Orthopaedic Surgery, Lenval University Children's Hospital, Nice, France; Medical School, Institute of Musculoskeletal Surgery, University of Nice, Nice, France; Aix-Marseille University, CNRS, ISM, Marseille, France.
Orthopaedic Surgery, Lenval University Children's Hospital, Nice, France.
J Hand Surg Am. 2023 Feb;48(2):194.e1-194.e9. doi: 10.1016/j.jhsa.2021.09.030. Epub 2021 Nov 27.
Flexor tendon injury continues to pose a number of challenges for hand surgeons. Improving mechanical properties of repairs should allow for earlier and unprotected rehabilitation. A 3-dimensional (3D) 4-strand suture technique has been proposed to combine high tensile strength and low gliding resistance without causing suture pullout due to tendon delamination. Our hypothesis is that the 3D technique can result in better mechanical properties than the Adelaide technique.
Four groups of 10 porcine flexor tendons were sutured using the 3D or Adelaide technique with a 3-0 polypropylene or ultrahigh molecular weight polyethylene (UHMWPE) suture. The axial traction test to failure was performed on each tendon to measure 2-mm gap force and ultimate tensile strength.
The mean 2-mm gap force was 49 N for group A (3D + polypropylene), 145 N for group B (3D + UHMWPE), 47 N for group C (Adelaide + polypropylene), and 80 N for group D (Adelaide + UHMWPE). Failure mode was caused by suture breakage for group A (10/10) and mainly by suture pullout for the other groups (8/10 up to 10/10). With the UHMWPE suture, the mean ultimate tensile strength was 145 N for the 3D technique and 80 N for the Adelaide technique.
Porcine flexor tendons repaired using the 3D technique and UHMWPE suture exceeded a 2-mm gap force and tensile strength of 140 N. The ultimate tensile strength was superior to that of the Adelaide technique, regardless of the suture material.
This in vitro study on porcine flexor tendon suture highlights that the mechanical properties of 3D repair are better than those of 3D repair using the Adelaide technique when a UHMWPE suture is used.
屈肌腱损伤仍然给手外科医生带来了许多挑战。提高修复的力学性能应该可以更早地进行无保护康复。已经提出了一种 3 维(3D)4 股缝线技术,以结合高强度和低滑动阻力,而不会因肌腱分层而导致缝线拔出。我们的假设是,3D 技术可以产生比阿德莱德技术更好的力学性能。

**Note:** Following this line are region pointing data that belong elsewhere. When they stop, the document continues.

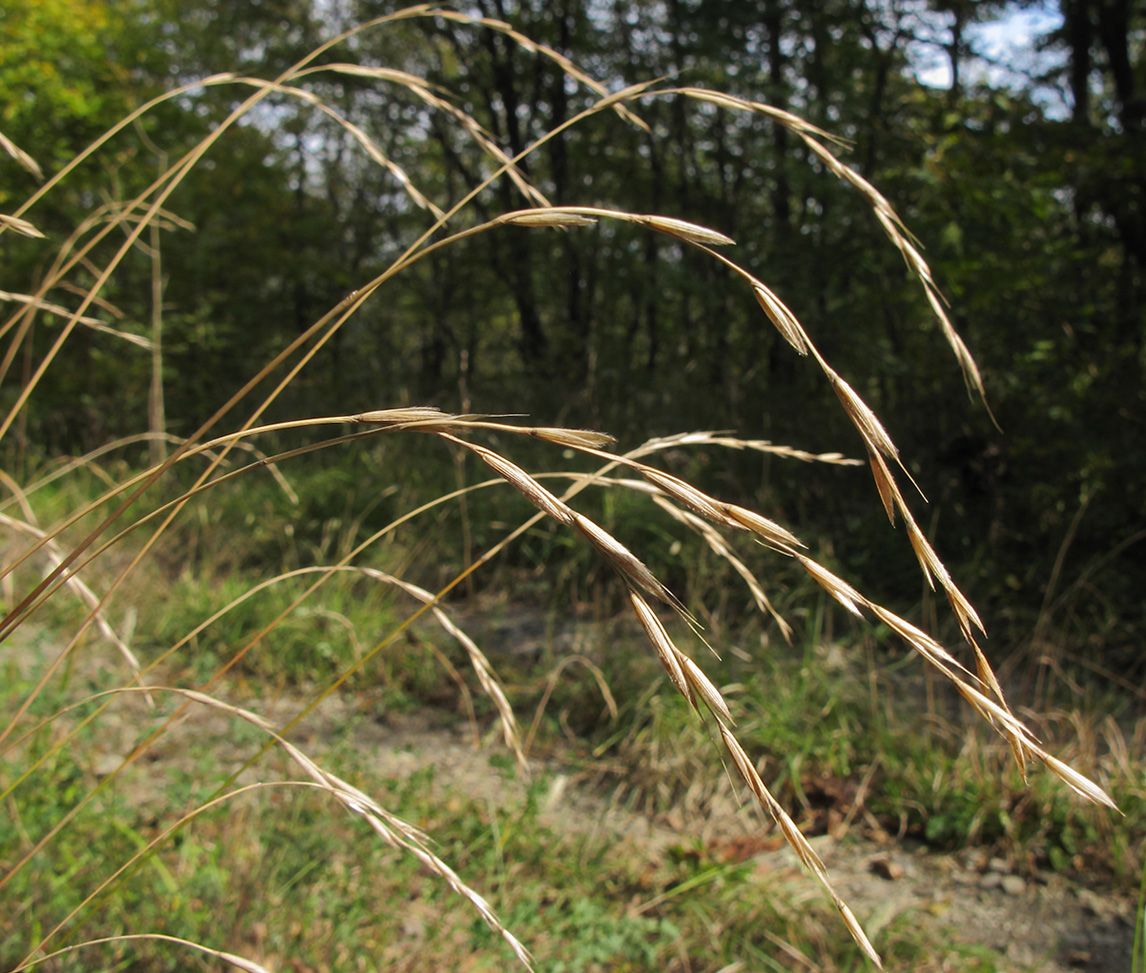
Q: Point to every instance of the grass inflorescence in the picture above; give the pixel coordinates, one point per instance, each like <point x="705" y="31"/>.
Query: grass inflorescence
<point x="296" y="557"/>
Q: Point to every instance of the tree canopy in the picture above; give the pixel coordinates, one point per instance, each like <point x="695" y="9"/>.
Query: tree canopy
<point x="1028" y="194"/>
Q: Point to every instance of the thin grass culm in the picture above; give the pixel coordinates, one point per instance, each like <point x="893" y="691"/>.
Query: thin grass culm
<point x="112" y="651"/>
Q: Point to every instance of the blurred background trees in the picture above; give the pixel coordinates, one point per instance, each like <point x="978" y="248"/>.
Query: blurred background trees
<point x="1010" y="138"/>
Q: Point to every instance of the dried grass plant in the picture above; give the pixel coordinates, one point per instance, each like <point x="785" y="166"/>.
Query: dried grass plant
<point x="71" y="548"/>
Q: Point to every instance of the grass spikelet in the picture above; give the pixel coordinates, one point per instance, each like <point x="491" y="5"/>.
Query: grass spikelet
<point x="782" y="318"/>
<point x="682" y="229"/>
<point x="684" y="493"/>
<point x="768" y="531"/>
<point x="885" y="483"/>
<point x="630" y="567"/>
<point x="20" y="226"/>
<point x="666" y="651"/>
<point x="573" y="438"/>
<point x="795" y="839"/>
<point x="548" y="218"/>
<point x="870" y="428"/>
<point x="717" y="544"/>
<point x="705" y="689"/>
<point x="523" y="483"/>
<point x="837" y="587"/>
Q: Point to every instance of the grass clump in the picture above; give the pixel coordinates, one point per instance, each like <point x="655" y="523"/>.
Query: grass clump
<point x="312" y="599"/>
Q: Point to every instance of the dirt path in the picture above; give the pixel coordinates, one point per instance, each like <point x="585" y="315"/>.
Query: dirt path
<point x="1052" y="927"/>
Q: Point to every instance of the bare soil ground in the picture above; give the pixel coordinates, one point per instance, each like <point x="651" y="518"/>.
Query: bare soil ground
<point x="1052" y="926"/>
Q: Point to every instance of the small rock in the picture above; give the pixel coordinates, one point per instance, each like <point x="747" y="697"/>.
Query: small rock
<point x="886" y="866"/>
<point x="1021" y="954"/>
<point x="1013" y="885"/>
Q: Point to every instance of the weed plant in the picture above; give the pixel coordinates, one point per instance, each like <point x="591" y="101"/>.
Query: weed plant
<point x="342" y="585"/>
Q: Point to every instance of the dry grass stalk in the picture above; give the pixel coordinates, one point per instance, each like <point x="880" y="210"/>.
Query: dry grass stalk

使用 3D 或阿德莱德技术,用 3-0 聚丙烯或超高分子量聚乙烯(UHMWPE)缝线对 4 组每组 10 个猪屈肌腱进行缝合。对每个肌腱进行轴向牵引试验至失效,以测量 2mm 间隙力和极限拉伸强度。
组 A(3D+聚丙烯)的平均 2mm 间隙力为 49N,组 B(3D+UHMWPE)为 145N,组 C(阿德莱德+聚丙烯)为 47N,组 D(阿德莱德+UHMWPE)为 80N。组 A(10/10)的失效模式是缝线断裂,而其他组(8/10 至 10/10)主要是缝线拔出。使用 UHMWPE 缝线时,3D 技术的平均极限拉伸强度为 145N,阿德莱德技术的平均极限拉伸强度为 80N。
使用 3D 技术和 UHMWPE 缝线修复的猪屈肌腱超过了 2mm 间隙力和 140N 的拉伸强度。无论缝线材料如何,极限拉伸强度均优于阿德莱德技术。
这项关于猪屈肌腱缝合的体外研究表明,当使用 UHMWPE 缝线时,3D 修复的力学性能优于使用阿德莱德技术的 3D 修复。